The meetings, which will run from 6 to 8 p.m., are scheduled as follows:
- Feb. 26 in Cusick at the Cusick Community Center, 107 1st Ave.
- Feb. 27 in Colville at the Colville Ag Trade Center, 317 West Astor Ave.
- Feb. 28 in Okanogan at the Okanogan Public Utilities District office meeting room, 1331 2nd Ave. N.
With calving season now under way, the meetings will give livestock owners a chance to talk directly with WDFW wildlife managers about wolves and their impacts on ranching operations, said Stephanie Simek, WDFW wildlife-conflict manager.
“We plan to discuss the various types of landowner assistance that we have available and the specific needs of individual producers,” Simek said. “Producers will have time to ask questions and offer comments.”
The meetings will also include a brief presentation on the current status of wolf packs in Washington.

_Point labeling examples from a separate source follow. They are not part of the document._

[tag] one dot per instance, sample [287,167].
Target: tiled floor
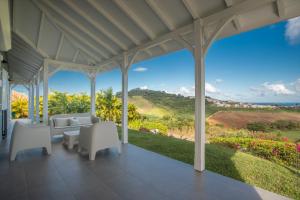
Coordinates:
[135,174]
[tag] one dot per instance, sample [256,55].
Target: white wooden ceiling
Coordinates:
[94,34]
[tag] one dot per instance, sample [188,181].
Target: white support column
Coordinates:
[45,92]
[92,78]
[199,160]
[11,86]
[37,98]
[31,101]
[124,69]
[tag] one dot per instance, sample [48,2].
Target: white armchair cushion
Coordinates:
[28,136]
[84,120]
[61,122]
[74,121]
[99,136]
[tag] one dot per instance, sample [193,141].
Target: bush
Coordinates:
[258,126]
[285,125]
[277,125]
[282,152]
[148,125]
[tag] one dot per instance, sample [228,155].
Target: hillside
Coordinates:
[160,103]
[236,119]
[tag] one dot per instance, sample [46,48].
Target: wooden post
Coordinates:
[199,161]
[45,92]
[124,69]
[92,78]
[37,98]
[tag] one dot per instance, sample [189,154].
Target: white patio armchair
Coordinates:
[28,136]
[97,137]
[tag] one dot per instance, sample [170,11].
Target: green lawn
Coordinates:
[225,161]
[293,135]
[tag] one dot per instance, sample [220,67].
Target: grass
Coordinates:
[147,108]
[293,135]
[225,161]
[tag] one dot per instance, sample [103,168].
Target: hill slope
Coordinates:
[159,103]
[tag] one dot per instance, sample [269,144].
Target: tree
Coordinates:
[19,105]
[108,106]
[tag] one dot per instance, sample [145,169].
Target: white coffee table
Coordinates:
[71,138]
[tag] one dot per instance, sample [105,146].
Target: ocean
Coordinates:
[288,104]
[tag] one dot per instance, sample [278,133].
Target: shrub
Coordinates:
[285,125]
[149,125]
[258,126]
[278,151]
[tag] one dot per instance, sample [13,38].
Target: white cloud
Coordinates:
[296,85]
[218,80]
[209,88]
[145,87]
[185,91]
[140,69]
[190,91]
[292,31]
[278,89]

Simek said the department has funding available to support cost-sharing agreements for preventative measures that can help minimize problems with wolves. Those practices include reducing attractants by disposing of livestock carcasses, installing special fencing, using protected areas for calving and lambing, and using range riders to haze wolves away from livestock.
Sixteen livestock producers have signed cooperative cost-share agreements to date, Simek said.
WDFW also provides direct technical assistance to ranchers, pays compensation for confirmed livestock losses – and under certain conditions – issues permits to kill predatory animals.
The gray wolf is currently listed and protected as state endangered throughout Washington and federally endangered in the western two-thirds of the state.